Deploy Local WEKA Home v4.x on K8s

Learn how to deploy, upgrade, configure, and troubleshoot Local WEKA Home v4.x on Kubernetes (K8s), an on-premises, scalable observability solution for WEKA clusters.

Overview

The Local WEKA Home (LWH) deployment provides an on-premises observability and monitoring solution for WEKA clusters, designed for organizations that prefer to operate within their own infrastructure instead of relying on the WEKA-hosted cloud service. By running on a Kubernetes (K8s) cluster, this deployment model offers enhanced scalability, resilience, and control over system resources and data.

Deploying LWH on K8s enables support for scale-out environments and large cluster configurations, unlike the lightweight k3s-based packages that are optimized for single-server or minimal setups. This architecture leverages Kubernetes' orchestration capabilities for high availability, automated recovery, and simplified lifecycle management of the LWH components.

The deployment is packaged and managed through a Helm Chart, ensuring a consistent, reproducible, and upgradeable installation process.

Solution architecture

The diagram below illustrates the overall solution architecture and how the core components interact within the Kubernetes (K8s) environment.

Local WEKA Home v4.x solution architecture

Architecture components

The Local WEKA Home v4.x solution ingests data from registered WEKA clusters and processes it through several key layers:

1. Data ingestion layer

WEKA Clusters send metrics, events, and alerts to the Local WEKA Home (LWH) API endpoints.

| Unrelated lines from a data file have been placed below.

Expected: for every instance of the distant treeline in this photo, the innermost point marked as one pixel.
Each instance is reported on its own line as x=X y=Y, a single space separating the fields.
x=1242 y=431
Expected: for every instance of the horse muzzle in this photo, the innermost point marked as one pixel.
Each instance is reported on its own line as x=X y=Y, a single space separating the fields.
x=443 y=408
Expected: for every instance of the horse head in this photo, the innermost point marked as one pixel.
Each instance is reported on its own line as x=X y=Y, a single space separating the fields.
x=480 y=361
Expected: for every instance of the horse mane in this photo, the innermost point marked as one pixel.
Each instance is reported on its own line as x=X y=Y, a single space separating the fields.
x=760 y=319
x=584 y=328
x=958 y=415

Each cluster registers with LWH by providing public keys and cluster information during the initial connection.

2. API and ingress layer

API components handle HTTP ingestion and routing through various services:

  • Support multiple ingress controllers: ALB, Traefik, and Nginx.

  • Alternatively, use aggregated Envoy-based gateway service for simplified routing to underlying services.

  • Can be exposed as NodePorts (HTTP or HTTPS) for compatibility with different K8s networking configurations.

  • API endpoints receive data from WEKA clusters and forward it to the persistent queue layer.

3. Processing layer

NATS (persistent queues) provides durable message storage and buffering:

  • Runs with 3 replicas by default for high availability.

  • Stores incoming API calls from WEKA clusters before database ingestion.

  • Uses JetStream for persistent file storage backed by CSI storage.

  • Configured to handle up to 100,000 nodes in the default installation.

  • Ensures no data loss during processing spikes or downstream service interruptions.

Worker Services process data from NATS queues:

  • Stats Workers: Process statistical data and metrics from WEKA clusters.

    • Configured with autoscaling (default: scales based on load).

    • Default deployment: ~40 cores required for processing 40,000 nodes.

    • Each WEKA process generates approximately 2,000 time series.

  • Other Workers: Handle events, alerts, and rule evaluation.

4. Storage layer

The storage layer consists of multiple specialized databases:

Postgres Database (maindb, eventsdb, supportdb)

  • Stores cluster metadata and registration information.

  • Maintains public keys provided by WEKA clusters during registration.

  • Persists event and alert data.

  • Holds system configurations and user-defined rules.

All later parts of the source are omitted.